Cook Recipes

You can use the code editor to build projects using datasets that you have stored in your Graphext workspace.

Using the code editor is like assembling code to execute your project and gives you more control over the configuration of your network and the transformations made to your dataset.

‍

‍

"Type a few lines of code, you create an organism."

- Richard Powers

‍

Projects are formed using nothing more than a number of steps. These steps are functions that accept some data and output new, transformed or enriched data. A recipe can have an arbitrary number of steps and can generate an arbitrary number of intermediate datasets. But, the output must always be a single dataset that serves as the basis for your project's network visualization.


‍

Opening the Code Editor

You can open the code editor at any point after selecting a dataset and before executing the project. As you choose options from the project sidebar, functions are added to your code editor.

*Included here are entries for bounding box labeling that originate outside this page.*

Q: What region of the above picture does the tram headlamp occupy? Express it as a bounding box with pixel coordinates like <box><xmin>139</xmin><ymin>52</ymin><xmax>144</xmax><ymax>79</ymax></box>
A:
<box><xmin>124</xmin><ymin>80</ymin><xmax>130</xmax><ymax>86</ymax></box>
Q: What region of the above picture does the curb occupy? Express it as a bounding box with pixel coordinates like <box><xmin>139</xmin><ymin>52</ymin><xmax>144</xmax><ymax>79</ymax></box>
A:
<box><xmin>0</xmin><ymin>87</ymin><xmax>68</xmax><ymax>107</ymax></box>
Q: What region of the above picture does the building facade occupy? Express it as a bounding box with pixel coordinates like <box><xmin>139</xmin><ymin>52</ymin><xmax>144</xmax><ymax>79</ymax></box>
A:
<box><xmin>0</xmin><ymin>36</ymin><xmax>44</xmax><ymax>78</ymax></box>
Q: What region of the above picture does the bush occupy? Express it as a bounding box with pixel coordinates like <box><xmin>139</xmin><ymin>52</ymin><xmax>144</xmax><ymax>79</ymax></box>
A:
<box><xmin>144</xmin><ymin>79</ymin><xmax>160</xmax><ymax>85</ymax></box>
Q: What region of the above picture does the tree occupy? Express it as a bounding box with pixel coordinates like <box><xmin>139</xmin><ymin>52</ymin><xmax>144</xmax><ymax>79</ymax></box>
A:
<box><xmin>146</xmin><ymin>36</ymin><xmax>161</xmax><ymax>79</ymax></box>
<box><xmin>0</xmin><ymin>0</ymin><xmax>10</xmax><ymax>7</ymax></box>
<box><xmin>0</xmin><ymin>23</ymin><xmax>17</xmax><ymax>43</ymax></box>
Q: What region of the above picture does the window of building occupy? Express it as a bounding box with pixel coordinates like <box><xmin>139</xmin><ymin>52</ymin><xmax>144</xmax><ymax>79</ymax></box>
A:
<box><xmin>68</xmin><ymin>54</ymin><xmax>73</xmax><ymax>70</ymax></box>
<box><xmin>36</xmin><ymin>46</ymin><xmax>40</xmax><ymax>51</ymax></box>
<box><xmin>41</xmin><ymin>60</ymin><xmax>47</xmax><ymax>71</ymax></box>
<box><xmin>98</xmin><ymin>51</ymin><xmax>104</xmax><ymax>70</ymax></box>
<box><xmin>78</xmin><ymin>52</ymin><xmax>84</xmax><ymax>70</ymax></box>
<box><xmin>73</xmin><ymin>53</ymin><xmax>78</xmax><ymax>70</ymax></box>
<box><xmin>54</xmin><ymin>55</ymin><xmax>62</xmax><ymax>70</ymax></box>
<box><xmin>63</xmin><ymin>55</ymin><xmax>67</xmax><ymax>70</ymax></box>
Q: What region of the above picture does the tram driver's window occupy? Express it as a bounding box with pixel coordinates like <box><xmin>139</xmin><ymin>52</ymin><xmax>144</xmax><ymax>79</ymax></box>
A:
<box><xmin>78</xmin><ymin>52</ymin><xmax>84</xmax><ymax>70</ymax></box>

To access the code editor, select a dataset from your Graphext workspace then click Open text editor from the bottom of the right sidebar window that appears.

‍

‍

How to Open the Code Editor

  1. Start from the 'Datasets' panel of your Graphext workspace.
  2. Select a dataset to start working with.
  3. A sidebar will appear on the right of your screen.
  4. You can open the code editor at any point by selecting Open text editor from the bottom of the sidebar.
  5. Start building your analysis using the sidebar visual editor.
  6. When you are ready, select Open text editor.
  7. Edit the code inside the code editor to customize your project setup.
  8. Consult the documentation on steps for more information on steps that you can add or customize.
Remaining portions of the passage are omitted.